Reproduced in the Daily Digest of deep learning, convlstm principle and its tensorflow realization
This document references convolutional LSTM network:a machine learning approach for
Precipitation nowcasting
Today introduced a very famous network structure--convlstm, it not only has the LSTM time series modelling ability, but also can like CNN to portray the local characteristic, can say is the spatiotemporal characteristic to have.

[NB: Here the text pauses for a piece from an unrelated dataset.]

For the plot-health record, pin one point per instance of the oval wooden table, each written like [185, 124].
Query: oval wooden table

Lstm has made great progress in the areas of speech recognition, video analysis, sequence modeling, and the traditional lstm network consists of input gate, forget gate, cell, Output gate, hidden five modules, And the relationship between them can be represented by the following formula:
The hollow small circle in the figure represents the multiplication of the corresponding elements of the matrix, also known as the Hadamard product. This LSTM structure we can also call fc-lstm, because the internal departments are dependent on similar feedforward neural network to calculate, and this fc-lstm for time series data can be handled very well, but for spatial data, will bring redundancy, because the spatial data has a strong local characteristics, But Fc-lstm cannot portray this local feature. The CONVLSTM proposed in this paper attempts to solve this problem by replacing the input-to-state and state-to-state portions of fc-lstm with a convolution form, and the internal structure of convlstm is shown in the following figure:
As can be seen from the diagram, the connection between the input and the gate is replaced by a feedforward type convolution, and the state and state are also replaced by convolution operations. The working principle of the new convlstm can be expressed by the following formula:
Figure * denotes convolution, it is worth noting that the x,c,h,i,f,o here are three-dimensional tensor, their two dimensions represent the spatial information of rows and columns, we can think of convlstm as a model for dealing with eigenvectors in two-dimensional meshes, It can predict the characteristics of the central grid according to the characteristics of the surrounding points in the grid. So much has been introduced in the principle section, and then we are going to implement a convlstm.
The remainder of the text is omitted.